After the minutes of the Federal Reserve meeting were announced, US stocks fluctuated, US bonds yield continued to decline, and the US dollar did not change much. At the close of the market, the S&P 500 index fell 0.08% to 3577.03 points; the Nasdaq index fell 0.09% to 10417.10 points; the Dow Jones Index fell 0.10% to 29210.85 points. Both the S&P 500 and the Nasdaq both recorded six consecutive declines.
Image source: Futuniu Niu website screenshot
On the same day the Federal Reserve released the minutes of the meeting, U.S. Treasury Secretary Janet Yellen said after attending the annual Treasury Secretary and Central Bank Governors' meeting that the Treasury Department is working hard to support the US Treasury market, and she is worried that the US Treasury market will lack sufficient liquidity.
Yelen said that the balance sheet capacity of market makers engaged in U.S. Treasury bond trading has not expanded much, while the overall supply of U.S. Treasury bonds is rising.

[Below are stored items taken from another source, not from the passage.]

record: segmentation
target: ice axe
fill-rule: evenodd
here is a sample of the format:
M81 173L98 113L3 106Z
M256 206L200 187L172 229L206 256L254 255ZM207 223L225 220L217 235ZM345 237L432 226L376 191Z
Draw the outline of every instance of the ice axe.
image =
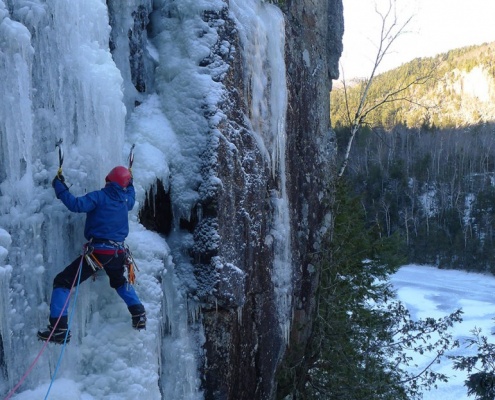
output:
M131 175L132 175L132 163L134 162L134 147L135 146L136 145L133 144L131 146L131 150L129 151L129 167L128 167L128 169L129 169L129 172L131 173Z
M62 176L62 164L64 163L64 151L62 150L62 142L64 139L59 139L55 142L55 149L58 147L58 172L57 176Z

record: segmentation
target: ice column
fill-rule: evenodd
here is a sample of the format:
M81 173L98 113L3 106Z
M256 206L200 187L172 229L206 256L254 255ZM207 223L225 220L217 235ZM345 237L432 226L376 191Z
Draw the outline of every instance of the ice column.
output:
M269 244L274 248L272 282L280 328L287 339L292 317L290 216L286 191L285 142L287 85L284 60L285 22L280 9L260 0L232 0L251 97L250 121L270 160L278 188L273 190L274 216ZM246 99L249 96L246 94Z
M181 283L177 276L170 273L177 266L168 260L163 276L163 308L165 314L165 330L162 339L162 391L167 399L201 400L198 374L198 341L199 325L188 321L188 305L185 296L178 288ZM170 272L167 272L170 271Z
M70 214L50 185L55 142L64 139L64 174L78 195L100 187L122 160L122 77L109 33L101 0L0 0L0 227L10 237L12 266L1 274L9 290L0 312L9 387L39 349L34 333L47 323L54 275L83 241L82 216ZM89 309L84 298L79 311ZM64 366L67 374L75 364ZM26 387L49 375L35 368Z

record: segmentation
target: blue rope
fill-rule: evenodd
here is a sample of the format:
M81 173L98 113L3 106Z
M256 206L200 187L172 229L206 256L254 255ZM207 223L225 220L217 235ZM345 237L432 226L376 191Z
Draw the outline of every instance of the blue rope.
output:
M48 387L48 391L46 392L45 400L48 398L48 395L50 394L50 390L52 389L53 382L55 381L55 377L57 376L58 369L62 362L62 357L65 352L65 347L67 346L67 337L69 336L72 317L74 316L74 311L76 310L77 294L79 292L79 283L81 282L81 269L82 269L83 260L84 260L84 255L81 256L81 262L79 263L79 268L77 269L78 277L77 277L76 293L74 294L74 303L72 304L72 310L70 311L70 315L69 315L69 322L67 323L67 332L65 332L64 344L62 346L62 351L60 352L60 356L58 357L57 366L55 367L55 371L53 372L50 386Z

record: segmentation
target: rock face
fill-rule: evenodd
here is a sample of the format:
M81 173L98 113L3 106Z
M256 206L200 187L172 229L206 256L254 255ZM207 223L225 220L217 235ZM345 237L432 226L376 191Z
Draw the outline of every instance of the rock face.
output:
M236 57L224 81L228 88L224 112L228 117L219 129L226 140L218 143L216 163L209 166L215 169L223 188L215 198L205 199L223 243L214 256L221 265L216 268L220 279L214 303L220 306L203 307L206 398L273 398L275 374L284 357L302 357L289 353L303 348L311 333L317 284L311 254L317 250L319 233L325 226L332 181L329 91L331 79L337 78L342 50L342 4L340 0L289 2L285 18L289 94L286 179L294 307L290 350L286 352L286 338L278 330L271 277L274 254L265 240L273 216L270 193L278 190L280 181L270 175L243 123L248 105L239 94L246 91L247 82L243 81L243 60ZM239 48L234 32L234 27L227 25L224 39ZM232 144L236 151L232 151ZM227 262L242 273L236 275ZM232 279L231 274L238 278ZM226 288L223 282L237 285Z
M344 31L341 0L287 4L287 160L292 208L294 310L284 363L304 370L303 349L311 335L320 234L329 224L334 134L329 91L338 78ZM279 392L284 388L279 387Z
M280 329L275 304L271 238L274 193L280 192L283 181L271 170L246 121L251 101L246 60L229 6L203 15L217 29L218 39L201 65L210 68L213 79L225 87L222 101L203 110L211 129L195 210L200 217L187 224L194 238L188 255L197 285L190 296L201 309L204 356L200 370L206 399L275 398L277 370L284 360L302 357L297 349L304 347L311 334L318 280L312 254L330 220L335 151L329 91L331 79L338 77L343 10L341 0L279 3L285 19L288 95L285 186L290 205L293 315L288 332ZM136 91L143 92L150 79L143 49L137 44L142 42L140 30L147 15L142 7L132 15L130 71ZM226 73L215 75L218 70ZM219 111L224 117L217 120ZM167 209L162 214L170 216L170 196L163 190L158 193L153 204ZM160 224L148 215L143 209L141 222L156 229Z
M219 41L228 41L237 51L224 80L222 110L227 117L218 126L223 139L212 138L205 157L205 176L213 174L222 182L221 190L202 199L203 215L216 224L221 243L209 260L204 252L196 256L203 261L196 265L200 282L216 274L210 280L211 295L202 298L205 398L270 398L284 349L273 298L274 254L265 241L276 182L246 126L247 83L236 27L227 9L225 15L209 17L226 21Z

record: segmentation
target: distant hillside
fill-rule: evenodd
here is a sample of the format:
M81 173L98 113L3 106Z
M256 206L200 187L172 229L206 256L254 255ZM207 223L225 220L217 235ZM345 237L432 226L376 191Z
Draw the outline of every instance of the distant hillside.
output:
M373 126L453 128L495 121L495 42L451 50L435 57L417 58L375 77L369 100L399 87L411 78L428 76L411 86L404 100L388 103L370 114ZM364 81L348 85L348 99L355 103ZM346 126L343 88L331 93L334 127Z

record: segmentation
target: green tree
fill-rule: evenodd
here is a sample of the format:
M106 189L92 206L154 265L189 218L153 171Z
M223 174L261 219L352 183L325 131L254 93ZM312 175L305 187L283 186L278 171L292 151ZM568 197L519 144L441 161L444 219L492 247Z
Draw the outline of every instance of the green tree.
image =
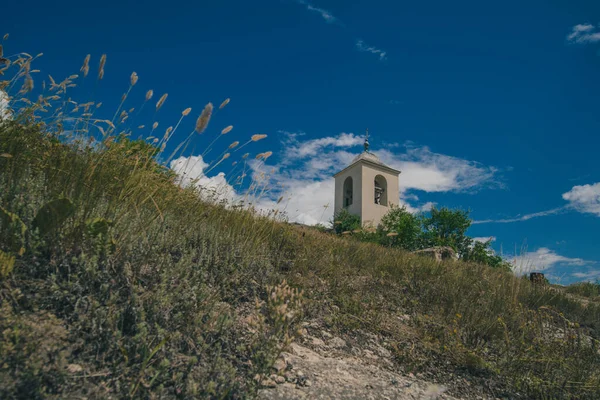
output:
M392 206L381 219L380 243L386 246L417 250L421 242L421 218L406 210L406 206Z
M422 225L424 247L449 246L459 256L467 254L471 248L473 239L466 235L471 226L469 211L433 207L423 218Z
M474 242L473 246L463 254L463 260L485 264L492 268L499 268L505 271L511 271L510 264L501 256L494 253L491 246L491 239L487 242Z
M350 214L345 208L340 210L333 216L333 230L338 235L342 232L353 231L359 229L360 217L358 215Z

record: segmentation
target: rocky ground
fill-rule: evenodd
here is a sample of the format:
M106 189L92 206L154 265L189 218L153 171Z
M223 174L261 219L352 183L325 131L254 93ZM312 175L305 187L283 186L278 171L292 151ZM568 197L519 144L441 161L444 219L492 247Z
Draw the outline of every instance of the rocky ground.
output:
M403 374L376 335L365 334L351 345L316 323L306 324L304 333L262 382L260 399L495 398L464 378L440 384L420 374Z

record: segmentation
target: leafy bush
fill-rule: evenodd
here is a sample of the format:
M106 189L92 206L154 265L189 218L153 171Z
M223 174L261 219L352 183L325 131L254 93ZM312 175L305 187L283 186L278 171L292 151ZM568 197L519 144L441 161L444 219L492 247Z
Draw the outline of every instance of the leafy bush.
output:
M468 211L433 207L429 215L423 218L423 246L449 246L463 256L472 243L467 236L470 226Z
M381 219L380 243L405 250L422 248L421 217L406 211L406 207L392 207Z
M360 217L350 214L348 210L343 208L333 216L332 225L334 232L337 234L352 232L361 227Z
M495 254L490 248L491 243L491 239L487 242L473 242L471 248L463 254L463 260L488 265L492 268L500 268L508 272L512 271L510 263L504 260L502 256Z
M491 249L491 241L475 242L467 236L467 229L471 226L467 211L432 208L429 214L413 214L405 206L392 206L374 230L361 229L360 218L343 209L338 212L333 224L337 234L352 233L353 238L362 242L408 251L448 246L462 261L511 271L510 264Z

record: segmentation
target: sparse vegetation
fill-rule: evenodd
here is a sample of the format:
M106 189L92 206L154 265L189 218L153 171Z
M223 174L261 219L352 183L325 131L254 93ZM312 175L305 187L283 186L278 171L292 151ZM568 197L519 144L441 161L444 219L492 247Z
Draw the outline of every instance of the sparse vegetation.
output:
M22 58L4 87L26 94ZM70 84L0 122L1 398L251 397L309 319L497 396L600 396L597 304L207 201L119 139L125 116L95 141L92 116L69 122L83 138L38 117Z
M600 282L581 282L566 287L566 292L597 299L600 297Z
M471 226L469 212L446 207L413 214L405 206L393 206L375 228L361 228L360 217L340 210L332 221L337 234L386 247L415 251L429 247L450 247L462 261L475 262L511 271L510 264L491 248L491 240L477 242L467 236Z

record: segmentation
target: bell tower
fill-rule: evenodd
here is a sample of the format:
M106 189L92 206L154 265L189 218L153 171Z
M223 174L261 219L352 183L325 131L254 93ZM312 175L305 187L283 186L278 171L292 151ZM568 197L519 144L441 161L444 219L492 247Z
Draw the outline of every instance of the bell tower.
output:
M334 213L347 209L358 215L363 226L377 227L392 205L400 203L400 171L385 165L369 151L369 130L364 151L334 175Z

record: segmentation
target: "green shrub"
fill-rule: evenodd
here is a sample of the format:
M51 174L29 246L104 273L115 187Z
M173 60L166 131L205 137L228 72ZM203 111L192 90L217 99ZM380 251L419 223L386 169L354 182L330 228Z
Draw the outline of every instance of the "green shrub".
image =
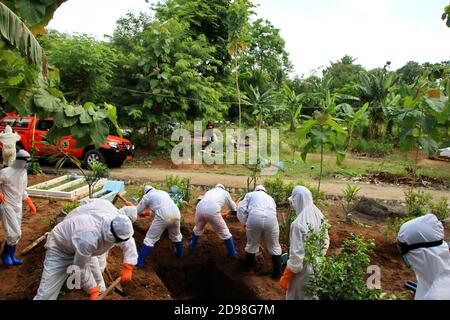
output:
M374 240L364 241L363 236L351 234L341 245L338 253L323 256L324 224L319 232L311 228L305 243L305 262L314 274L307 287L311 296L323 300L376 300L386 298L378 289L370 289L365 281L370 254L375 249Z
M73 201L73 202L66 202L64 205L63 205L63 211L65 212L65 213L69 213L70 211L72 211L72 210L74 210L74 209L76 209L76 208L78 208L80 206L80 202L78 202L78 201Z
M373 157L385 157L394 149L391 143L379 143L374 140L358 139L353 143L352 151L358 153L368 153Z
M414 218L423 216L427 213L433 213L439 220L444 220L450 215L448 208L448 199L442 197L439 202L433 203L433 195L423 190L414 190L410 188L405 193L406 216L386 219L384 236L387 238L390 234L396 236L400 227L405 222Z
M343 199L341 201L342 208L344 209L344 213L346 215L346 221L352 222L352 210L356 207L356 196L358 192L361 190L357 185L347 184L347 187L343 191Z
M441 221L447 219L450 216L448 199L446 197L442 197L438 203L431 204L431 212L434 213Z
M323 191L318 191L317 188L311 187L311 185L301 180L285 183L283 178L279 175L275 178L264 180L264 187L266 188L267 193L272 196L278 207L286 207L290 205L288 198L292 194L292 189L298 185L308 188L313 195L314 201L320 201L325 198L325 193Z
M38 175L42 173L41 165L36 157L31 157L31 161L27 166L27 174Z
M428 208L433 200L433 195L423 190L410 188L405 193L406 213L408 216L420 217L428 213Z
M168 175L166 176L164 184L172 199L174 199L175 203L179 207L184 206L184 201L189 201L192 198L190 178L181 178L179 176ZM177 192L173 192L173 186L177 187Z

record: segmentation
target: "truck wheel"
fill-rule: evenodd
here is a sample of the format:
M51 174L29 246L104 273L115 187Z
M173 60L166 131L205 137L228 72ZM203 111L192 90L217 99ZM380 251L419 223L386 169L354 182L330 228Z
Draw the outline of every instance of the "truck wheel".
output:
M89 150L88 152L86 152L86 154L84 155L84 164L86 166L89 167L91 164L97 162L105 163L105 157L100 151Z

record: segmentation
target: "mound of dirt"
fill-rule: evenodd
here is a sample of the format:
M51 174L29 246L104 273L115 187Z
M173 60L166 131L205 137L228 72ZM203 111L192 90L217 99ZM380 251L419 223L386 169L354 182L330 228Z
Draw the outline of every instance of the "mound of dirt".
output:
M438 187L438 188L448 188L450 186L450 182L445 179L437 179L431 178L427 176L419 176L414 178L412 174L401 175L401 174L393 174L389 172L373 172L370 174L363 175L363 180L373 183L387 183L393 185L407 185L414 187Z
M404 216L404 210L380 204L374 199L361 198L355 206L355 213L363 214L375 219L385 220L387 217Z

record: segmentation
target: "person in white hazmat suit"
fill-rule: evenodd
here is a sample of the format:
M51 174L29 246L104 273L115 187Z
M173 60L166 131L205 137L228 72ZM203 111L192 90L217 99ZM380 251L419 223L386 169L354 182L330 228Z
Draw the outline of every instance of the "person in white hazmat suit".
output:
M137 220L137 209L135 206L125 206L120 209L117 209L110 201L105 199L86 199L82 200L81 206L72 210L66 217L66 219L73 217L76 214L90 214L96 219L103 219L105 216L111 217L111 219L115 218L117 215L122 214L127 216L131 223L134 223ZM100 211L99 208L102 208ZM130 259L132 259L132 255L135 255L137 261L137 250L135 241L126 241L123 244L120 244L122 250L124 252L129 252ZM109 251L105 252L102 255L92 257L90 262L91 272L94 276L96 283L100 287L100 293L103 293L106 290L105 280L103 279L103 272L105 272L107 259L108 259ZM132 269L132 266L128 266L128 268Z
M308 295L308 277L314 270L304 263L305 240L310 227L319 232L325 218L322 212L314 205L311 191L303 186L296 186L289 198L297 218L291 223L289 259L280 279L280 286L286 290L286 300L312 300L315 297ZM322 254L325 255L330 244L328 232Z
M225 242L228 254L233 257L236 256L233 237L221 215L222 207L225 204L231 211L236 211L236 204L222 184L216 185L205 193L202 200L197 204L195 211L195 227L192 231L192 239L189 241L190 251L195 249L198 238L203 234L206 224L210 223L214 232Z
M405 264L416 274L415 300L450 300L450 253L444 226L434 214L404 223L397 246Z
M110 207L97 205L90 213L74 214L53 228L45 244L44 271L34 300L56 300L71 271L75 272L75 279L79 277L80 288L89 292L89 299L97 299L100 284L92 273L91 264L96 261L92 258L105 254L114 245L121 246L124 255L121 282L131 281L137 260L133 225L125 215L112 218L109 211Z
M9 125L0 133L0 142L3 144L3 166L9 167L13 163L16 158L16 143L20 139L20 135L17 132L13 132Z
M145 261L166 229L170 240L174 243L175 256L181 258L183 256L183 236L180 231L181 215L175 202L167 192L147 185L144 187L144 196L137 205L137 213L141 214L146 209L150 209L154 217L139 250L137 267L144 268Z
M19 150L11 166L0 170L0 214L6 233L2 260L7 266L22 264L22 260L14 256L22 236L22 202L25 201L29 206L32 215L36 214L36 207L25 191L28 181L27 163L30 159L28 152Z
M237 217L246 226L245 271L252 271L261 238L264 238L267 250L272 255L272 278L279 279L281 276L281 246L277 206L273 198L266 193L264 186L259 185L255 191L245 195L237 206Z

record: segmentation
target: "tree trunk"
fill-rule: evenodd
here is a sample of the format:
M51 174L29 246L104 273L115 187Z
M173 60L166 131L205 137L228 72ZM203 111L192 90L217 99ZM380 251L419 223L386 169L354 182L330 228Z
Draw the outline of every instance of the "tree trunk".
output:
M238 70L237 57L235 58L235 68L236 68L236 75L235 75L235 81L236 81L236 95L237 95L237 99L238 99L238 107L239 107L239 127L241 127L241 123L242 123L241 91L240 91L240 89L239 89L239 70Z
M320 146L320 172L319 172L319 186L317 191L320 192L320 182L322 181L322 170L323 170L323 144Z
M148 148L150 150L156 149L156 126L151 124L148 129Z
M291 116L291 126L289 127L289 131L291 131L291 132L295 131L295 120L294 120L294 116Z

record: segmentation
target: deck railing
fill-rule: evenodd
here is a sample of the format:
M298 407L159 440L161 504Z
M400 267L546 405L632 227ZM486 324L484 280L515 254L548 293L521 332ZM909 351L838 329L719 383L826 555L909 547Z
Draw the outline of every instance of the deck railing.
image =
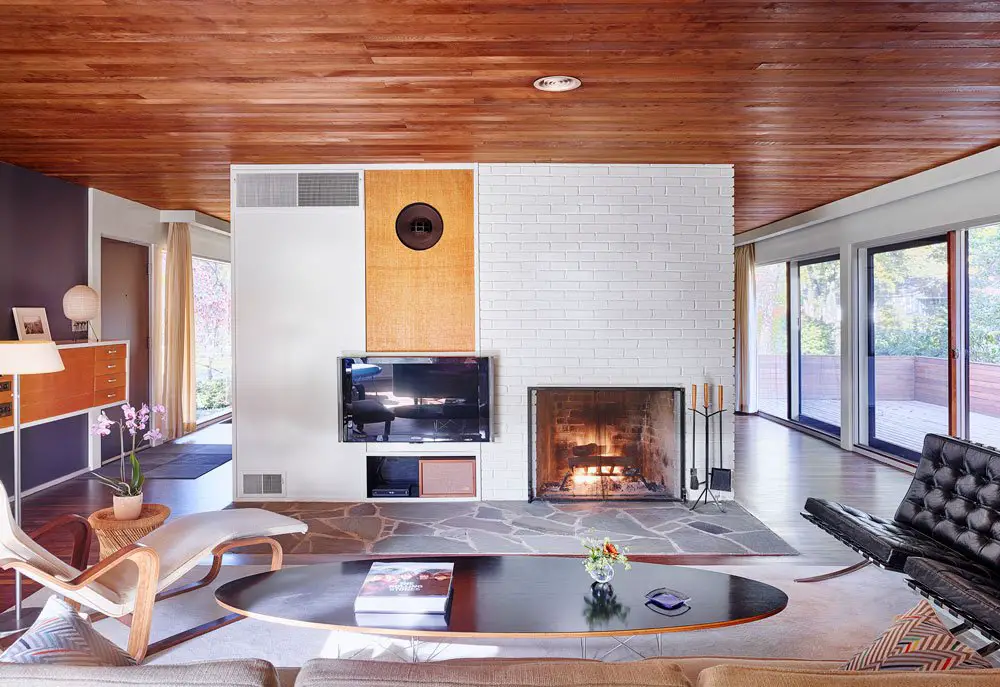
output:
M758 395L784 398L785 356L757 358ZM802 395L805 399L840 398L840 357L803 356ZM1000 365L970 363L970 410L1000 415ZM878 356L875 359L875 397L881 401L921 401L948 405L948 361L926 356Z

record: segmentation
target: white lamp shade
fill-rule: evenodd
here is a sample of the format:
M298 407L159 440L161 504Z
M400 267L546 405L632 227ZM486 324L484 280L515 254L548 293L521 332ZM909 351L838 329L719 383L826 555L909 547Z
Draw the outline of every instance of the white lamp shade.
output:
M63 296L63 314L73 322L90 322L101 309L101 297L89 286L74 286Z
M59 349L51 341L0 341L0 374L35 375L64 369Z

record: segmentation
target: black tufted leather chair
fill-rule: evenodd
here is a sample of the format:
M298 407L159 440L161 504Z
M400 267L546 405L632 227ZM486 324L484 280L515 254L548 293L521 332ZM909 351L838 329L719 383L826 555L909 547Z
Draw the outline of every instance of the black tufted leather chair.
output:
M892 520L814 498L802 515L867 560L906 572L911 587L1000 637L997 450L928 434Z
M1000 572L1000 453L928 434L892 520L815 498L803 516L888 570L919 556Z

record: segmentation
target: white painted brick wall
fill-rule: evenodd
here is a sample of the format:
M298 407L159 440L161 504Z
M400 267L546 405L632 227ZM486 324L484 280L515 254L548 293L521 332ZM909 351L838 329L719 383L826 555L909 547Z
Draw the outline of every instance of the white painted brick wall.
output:
M484 498L528 496L529 386L721 383L732 408L731 166L480 165L479 275ZM731 467L732 413L724 437Z

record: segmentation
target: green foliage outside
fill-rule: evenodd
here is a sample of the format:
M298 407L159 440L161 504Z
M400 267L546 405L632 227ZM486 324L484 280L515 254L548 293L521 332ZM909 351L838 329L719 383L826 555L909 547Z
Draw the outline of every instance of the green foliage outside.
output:
M230 406L229 379L217 377L198 381L195 396L199 410L221 410Z
M948 352L948 248L876 253L875 354L944 358Z
M788 352L788 295L785 264L763 265L756 269L758 355Z
M799 267L802 355L840 355L840 261Z
M1000 364L1000 225L969 232L969 353Z
M195 398L198 417L229 408L232 403L232 273L230 265L195 258Z
M971 362L1000 365L1000 225L968 233ZM875 353L945 358L948 352L948 249L944 243L876 253ZM759 355L783 355L785 264L757 268ZM840 353L840 264L799 270L803 355Z

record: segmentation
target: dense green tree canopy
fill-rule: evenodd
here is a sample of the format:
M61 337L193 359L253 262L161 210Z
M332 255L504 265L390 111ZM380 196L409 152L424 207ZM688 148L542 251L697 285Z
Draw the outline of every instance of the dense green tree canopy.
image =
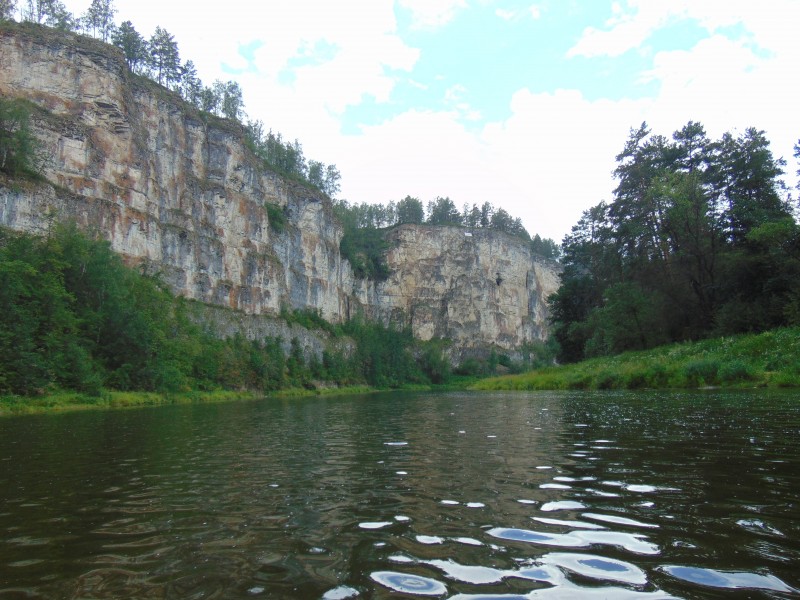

Bloomberg said data shows that the outstanding U.S. Treasury bonds have increased by about $7 trillion since the end of 2019. However, due to regulatory requirements such as supplementing leverage ratio , large financial institutions are not willing to act as market makers.
Yellen pointed out that the Fed now has a permanent repurchase mechanism that can provide liquidity support to the U.S. Treasury market, which “may help.”